C’est que “Fuck off Mike Ward” était, jusqu’à tout récemment, la somme de toutes mes réflexions sur cette affaire qui a enflammé le web et rassuré les humoristes du Québec dans leur précieux rôle de chien de garde de la liberté d’expression.
Mike Ward peut bien dire ce qu’il veut.
S’il souhaite faire commerce de la difformité des autres, c’est son affaire. Il a le droit: la société le permet, sur le plan légal du moins. Et tant mieux pour lui, car autrement je m’inquiéterais sérieusement pour ses perspectives de carrière.

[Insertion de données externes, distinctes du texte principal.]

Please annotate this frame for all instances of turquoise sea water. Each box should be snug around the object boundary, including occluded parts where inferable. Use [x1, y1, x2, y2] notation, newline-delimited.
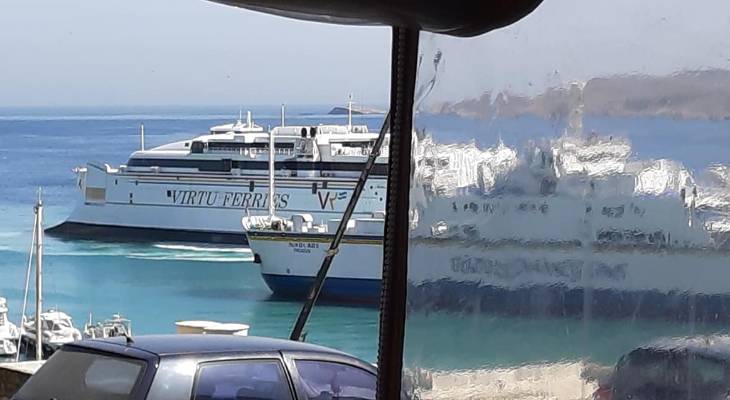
[0, 107, 730, 368]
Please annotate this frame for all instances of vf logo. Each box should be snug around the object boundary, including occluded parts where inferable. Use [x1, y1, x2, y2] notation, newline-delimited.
[317, 191, 347, 210]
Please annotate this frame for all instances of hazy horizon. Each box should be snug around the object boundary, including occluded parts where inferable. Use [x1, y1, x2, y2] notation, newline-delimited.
[0, 0, 730, 109]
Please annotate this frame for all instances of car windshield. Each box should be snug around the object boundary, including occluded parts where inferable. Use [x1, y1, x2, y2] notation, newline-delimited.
[15, 350, 146, 400]
[614, 350, 730, 399]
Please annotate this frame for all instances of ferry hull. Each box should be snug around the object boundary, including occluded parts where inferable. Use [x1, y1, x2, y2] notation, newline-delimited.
[247, 231, 383, 304]
[47, 163, 385, 244]
[248, 232, 730, 322]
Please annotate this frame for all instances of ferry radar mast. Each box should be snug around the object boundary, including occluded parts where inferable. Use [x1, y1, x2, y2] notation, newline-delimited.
[347, 93, 352, 132]
[268, 126, 276, 221]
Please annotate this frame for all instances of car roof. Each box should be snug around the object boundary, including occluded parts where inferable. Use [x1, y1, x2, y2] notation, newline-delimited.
[632, 335, 730, 360]
[71, 334, 352, 358]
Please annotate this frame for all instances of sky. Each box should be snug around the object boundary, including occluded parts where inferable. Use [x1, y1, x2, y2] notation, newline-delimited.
[0, 0, 390, 107]
[0, 0, 730, 107]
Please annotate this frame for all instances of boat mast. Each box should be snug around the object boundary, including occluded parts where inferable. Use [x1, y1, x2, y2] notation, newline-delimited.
[347, 93, 352, 132]
[15, 200, 38, 362]
[269, 128, 274, 220]
[139, 124, 144, 151]
[35, 189, 43, 360]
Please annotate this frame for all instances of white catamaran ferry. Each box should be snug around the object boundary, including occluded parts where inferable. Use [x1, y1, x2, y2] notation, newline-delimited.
[48, 113, 388, 244]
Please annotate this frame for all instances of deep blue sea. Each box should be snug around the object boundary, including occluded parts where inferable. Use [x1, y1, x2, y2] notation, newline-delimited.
[0, 107, 730, 368]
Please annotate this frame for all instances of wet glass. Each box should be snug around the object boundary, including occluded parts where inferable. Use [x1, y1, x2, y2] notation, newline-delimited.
[404, 1, 730, 399]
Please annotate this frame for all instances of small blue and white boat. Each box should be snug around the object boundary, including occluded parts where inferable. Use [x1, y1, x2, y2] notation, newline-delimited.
[243, 213, 384, 303]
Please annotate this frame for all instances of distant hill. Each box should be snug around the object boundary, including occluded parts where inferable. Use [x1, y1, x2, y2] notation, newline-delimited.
[430, 70, 730, 119]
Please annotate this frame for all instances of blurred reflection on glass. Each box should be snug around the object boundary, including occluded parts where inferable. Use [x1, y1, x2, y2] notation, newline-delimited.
[405, 0, 730, 399]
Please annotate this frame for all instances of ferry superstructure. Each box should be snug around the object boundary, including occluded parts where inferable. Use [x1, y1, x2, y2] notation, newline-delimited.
[48, 113, 388, 244]
[247, 130, 730, 321]
[247, 79, 730, 321]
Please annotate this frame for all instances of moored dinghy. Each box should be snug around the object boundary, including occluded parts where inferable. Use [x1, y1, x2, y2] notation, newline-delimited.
[242, 212, 384, 303]
[0, 297, 19, 357]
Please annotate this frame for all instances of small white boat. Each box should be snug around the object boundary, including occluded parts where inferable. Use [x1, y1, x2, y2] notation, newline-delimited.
[84, 314, 132, 339]
[23, 309, 81, 347]
[0, 297, 20, 357]
[241, 212, 385, 303]
[175, 320, 251, 336]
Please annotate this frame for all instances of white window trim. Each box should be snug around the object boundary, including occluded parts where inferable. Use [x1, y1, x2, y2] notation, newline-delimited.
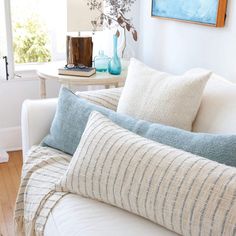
[4, 0, 15, 79]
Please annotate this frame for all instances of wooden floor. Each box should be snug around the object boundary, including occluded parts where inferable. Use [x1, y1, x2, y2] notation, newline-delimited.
[0, 151, 22, 236]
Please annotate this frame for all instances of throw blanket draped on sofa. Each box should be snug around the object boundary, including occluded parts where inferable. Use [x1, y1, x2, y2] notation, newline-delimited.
[15, 146, 71, 236]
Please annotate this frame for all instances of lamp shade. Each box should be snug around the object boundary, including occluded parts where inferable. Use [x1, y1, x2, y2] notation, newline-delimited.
[67, 0, 101, 32]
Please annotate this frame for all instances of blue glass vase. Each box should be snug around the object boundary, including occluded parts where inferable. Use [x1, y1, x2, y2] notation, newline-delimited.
[94, 50, 110, 72]
[108, 35, 122, 75]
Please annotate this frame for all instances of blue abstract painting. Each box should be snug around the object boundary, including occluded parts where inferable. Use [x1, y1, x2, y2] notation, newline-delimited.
[152, 0, 220, 25]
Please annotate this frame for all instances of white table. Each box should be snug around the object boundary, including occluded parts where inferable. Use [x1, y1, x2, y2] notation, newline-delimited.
[37, 63, 127, 98]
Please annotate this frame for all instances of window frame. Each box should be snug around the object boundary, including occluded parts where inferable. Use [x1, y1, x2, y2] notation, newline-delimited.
[3, 0, 66, 80]
[3, 0, 15, 79]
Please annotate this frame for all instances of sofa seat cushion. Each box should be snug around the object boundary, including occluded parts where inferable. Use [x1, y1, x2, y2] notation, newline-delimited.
[44, 194, 177, 236]
[57, 112, 236, 236]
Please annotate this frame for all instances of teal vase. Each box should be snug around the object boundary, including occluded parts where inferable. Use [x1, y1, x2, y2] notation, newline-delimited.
[94, 50, 110, 72]
[108, 35, 122, 75]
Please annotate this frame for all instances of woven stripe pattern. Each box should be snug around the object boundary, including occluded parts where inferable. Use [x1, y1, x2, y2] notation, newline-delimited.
[58, 112, 236, 236]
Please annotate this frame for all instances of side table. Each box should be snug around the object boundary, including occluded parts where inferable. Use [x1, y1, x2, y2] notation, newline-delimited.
[37, 64, 127, 98]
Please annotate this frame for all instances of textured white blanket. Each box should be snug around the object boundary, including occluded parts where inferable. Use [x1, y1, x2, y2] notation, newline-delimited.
[15, 146, 71, 236]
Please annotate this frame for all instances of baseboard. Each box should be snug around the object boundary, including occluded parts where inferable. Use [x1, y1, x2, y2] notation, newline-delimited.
[0, 126, 22, 151]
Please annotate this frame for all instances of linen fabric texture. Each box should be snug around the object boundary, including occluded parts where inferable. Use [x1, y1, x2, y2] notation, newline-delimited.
[117, 59, 211, 131]
[42, 88, 236, 167]
[57, 112, 236, 236]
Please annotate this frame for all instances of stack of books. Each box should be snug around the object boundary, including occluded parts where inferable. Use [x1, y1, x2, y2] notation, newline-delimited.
[58, 66, 96, 77]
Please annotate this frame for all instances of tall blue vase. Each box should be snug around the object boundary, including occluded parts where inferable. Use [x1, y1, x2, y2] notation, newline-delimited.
[108, 35, 122, 75]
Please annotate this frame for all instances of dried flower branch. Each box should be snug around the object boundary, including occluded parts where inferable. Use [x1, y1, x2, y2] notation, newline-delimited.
[87, 0, 138, 41]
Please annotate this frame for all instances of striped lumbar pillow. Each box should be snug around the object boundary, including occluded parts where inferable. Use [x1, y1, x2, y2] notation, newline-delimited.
[59, 112, 236, 236]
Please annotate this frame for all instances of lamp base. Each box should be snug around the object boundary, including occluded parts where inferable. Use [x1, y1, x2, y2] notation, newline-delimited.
[67, 36, 93, 67]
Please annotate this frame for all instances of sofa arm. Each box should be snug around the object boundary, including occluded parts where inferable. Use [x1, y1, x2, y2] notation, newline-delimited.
[21, 99, 57, 161]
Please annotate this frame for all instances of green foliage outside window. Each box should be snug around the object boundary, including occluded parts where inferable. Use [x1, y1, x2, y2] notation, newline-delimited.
[13, 17, 51, 63]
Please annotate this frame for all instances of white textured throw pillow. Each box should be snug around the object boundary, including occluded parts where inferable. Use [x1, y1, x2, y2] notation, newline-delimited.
[117, 59, 211, 131]
[58, 112, 236, 236]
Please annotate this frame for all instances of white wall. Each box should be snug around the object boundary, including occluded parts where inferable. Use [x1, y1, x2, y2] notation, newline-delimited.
[136, 0, 236, 82]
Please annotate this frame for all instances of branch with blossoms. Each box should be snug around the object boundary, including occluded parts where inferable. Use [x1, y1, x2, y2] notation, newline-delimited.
[87, 0, 138, 41]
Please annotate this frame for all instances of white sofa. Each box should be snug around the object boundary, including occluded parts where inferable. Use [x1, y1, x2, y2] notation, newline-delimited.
[22, 75, 236, 236]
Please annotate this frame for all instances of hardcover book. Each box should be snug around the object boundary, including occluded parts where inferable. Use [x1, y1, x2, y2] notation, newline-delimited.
[58, 66, 96, 77]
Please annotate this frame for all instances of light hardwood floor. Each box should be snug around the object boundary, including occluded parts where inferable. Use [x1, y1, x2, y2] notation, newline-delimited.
[0, 151, 22, 236]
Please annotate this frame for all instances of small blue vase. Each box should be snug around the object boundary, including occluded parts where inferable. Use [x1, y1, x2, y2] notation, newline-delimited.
[108, 35, 122, 75]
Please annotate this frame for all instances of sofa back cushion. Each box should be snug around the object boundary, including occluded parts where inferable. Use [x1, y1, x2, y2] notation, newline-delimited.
[57, 112, 236, 236]
[117, 59, 211, 131]
[43, 88, 236, 166]
[191, 69, 236, 134]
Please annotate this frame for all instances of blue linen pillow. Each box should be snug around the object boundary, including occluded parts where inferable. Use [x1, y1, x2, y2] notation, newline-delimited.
[42, 88, 236, 167]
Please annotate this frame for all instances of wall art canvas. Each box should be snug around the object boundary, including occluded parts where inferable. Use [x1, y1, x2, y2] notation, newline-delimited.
[152, 0, 227, 27]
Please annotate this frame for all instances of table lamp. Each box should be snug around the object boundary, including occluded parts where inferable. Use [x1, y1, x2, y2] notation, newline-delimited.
[67, 0, 101, 67]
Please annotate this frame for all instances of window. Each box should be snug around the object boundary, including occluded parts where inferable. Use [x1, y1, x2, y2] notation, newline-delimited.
[0, 0, 66, 79]
[0, 0, 14, 79]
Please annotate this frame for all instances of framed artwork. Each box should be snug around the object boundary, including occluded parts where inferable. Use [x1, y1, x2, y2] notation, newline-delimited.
[152, 0, 227, 27]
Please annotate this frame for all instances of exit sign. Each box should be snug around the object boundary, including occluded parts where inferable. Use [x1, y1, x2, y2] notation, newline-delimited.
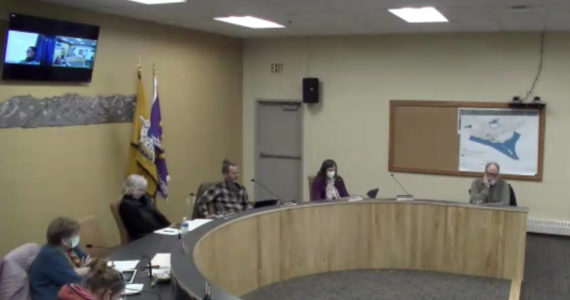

J’étais toutefois quand même un brin découragé de constater l’hégémonique soulèvement qui s’en est suivi: humoristes, membres du showbizz et autres courageuses personnes de l’internet marchant main dans la main pour former une barrière protectrice autour de leur enfant chéri.
En profitant du coup pour diffuser insultes et autres montages photoshop afin d’humilier davantage un jeune homme qui n’a jamais demandé plus que d’entretenir sa passion dans la dignité.
Tout ça au nom de la liberté d’expression, que vous connaissez peut-être sous son petit sobriquet de “diffamation” qu’on utilise seulement lorsqu’elle s’exerce à l’intérieur des limites hertziennes de la Vieille-Capitale. En dehors de cette zone, elle est sacrée.
Et c’est correct: c’est une notion riche, cruciale et indispensable, tout à fait essentielle à la société et à la démocratie. Des gens sont morts pour libérer la parole, puissant instrument de changement. Des peuples se battent encore, toujours, de la Chine jusqu’aux confins du web, pour que la vérité puisse voir le jour. Les grands philosophes se sont dit prêts à mourir au nom de la liberté d’expression.
Je doute toutefois que Voltaire se serait pris une balle pour Mike Ward.
Afin que celui-ci puisse librement se moquer du crâne difforme d’un enfant de dix ans.
C’est cependant l’usage qu’il choisit d’en faire, mais je me répète: il a le droit. Je ne lui apprends rien, d’ailleurs, puisqu’il se qualifie lui-même d’artisan de l’humour trash.
Je n’aurais pas pu mieux dire. Il fait de l’humour poubelle, au même titre que certains animateurs font de la radio poubelle. La différence, c’est que si un animateur chauve de Québec avait ri d’un enfant handicapé avant de fantasmer sur sa noyade, on l’aurait lynché.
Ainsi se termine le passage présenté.